As per the new guideline, the minimum asset allocation in equity and equity related instruments of a Multi Cap Fund must be 75 per cent or more.
Market regulator Securities and Exchange Board of India (SEBI) has issued new guidelines regarding categorisation and rationalisation of Mutual Fund (MF) Schemes under the Multi Cap Category and has asked the Asset Management Companies (AMCs) to comply with the order within one month from the date of publishing the next list of stocks by the Association of Mutual Funds in India (AMFI), i.e.

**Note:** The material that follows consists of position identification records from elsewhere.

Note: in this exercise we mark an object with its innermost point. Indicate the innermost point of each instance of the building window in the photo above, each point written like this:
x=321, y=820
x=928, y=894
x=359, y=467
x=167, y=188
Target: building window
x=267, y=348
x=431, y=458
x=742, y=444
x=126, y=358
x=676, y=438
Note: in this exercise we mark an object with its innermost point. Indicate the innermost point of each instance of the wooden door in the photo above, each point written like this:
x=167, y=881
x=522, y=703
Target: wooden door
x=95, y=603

January 2021.
As per the SEBI guideline, to diversify the underlying investments of Multi Cap Funds across the large, mid and small cap companies and be true to label, the scheme characteristics of Multi Cap Funds need to be partially modified.
Accordingly, minimum 75 per cent asset allocation of such funds must be in equity and equity related instruments with minimum 25 per cent in large cap companies, at least 25 per cent in mid-cap companies and not less than 25 per cent of the allocation should be in small-cap companies.
The point to be noted is that, to be recognised as an equity-oriented fund, the minimum asset allocation in equity and equity related instruments of a fund must be 65 per cent or more.
However, as per the new guideline, the minimum asset allocation in equity and equity related instruments of a Multi Cap Fund must be 75 per cent or more.
At present, the asset allocation of most of the Multi Cap Funds in equity and equity related instruments of small-cap companies are in single digit.
For example, small-cap allocation of Kotak Standard Multicap Fund is just 1.04 per cent, that of HDFC Equity Fund is 3.43 per cent, allocation of Axis Multicap Fund is nil in small cap, that of ABSL Equity Fund is 5.24 per cent and small-cap allocation of SBI Magnum MultiCap Fund is 6.35 per cent.
Some of the MF industry stakeholders believe that the new allocations would increase the risk in Multicap funds since most of them hardly have any exposure to high-risk small cap companies right now.
However, the decision would brighten the return prospects also and would also help the small cap companies which have been struggling.
Ajay Sharma, Director & Designated Partner, InvestmentMitra Advisors LLP, believes that it will restrict fund managers’ decision making powers, which, on the other hand, may impact performance of the Multi Cap Funds.
“This move is like clipping the wings of fund managers and will affect their performance for Multi Cap Funds. If a fund manager feels that markets are volatile and schemes should have more investments in large cap and no exposure to small cap, he will not be able to. He has to mandatorily invest 25 per cent into small caps. That will adversely impact the performance of the scheme,” said Sharma.
“In short term, it may spike rally into small-cap companies as a good number of Multi Cap Funds are more into large and midcap stocks,” he added.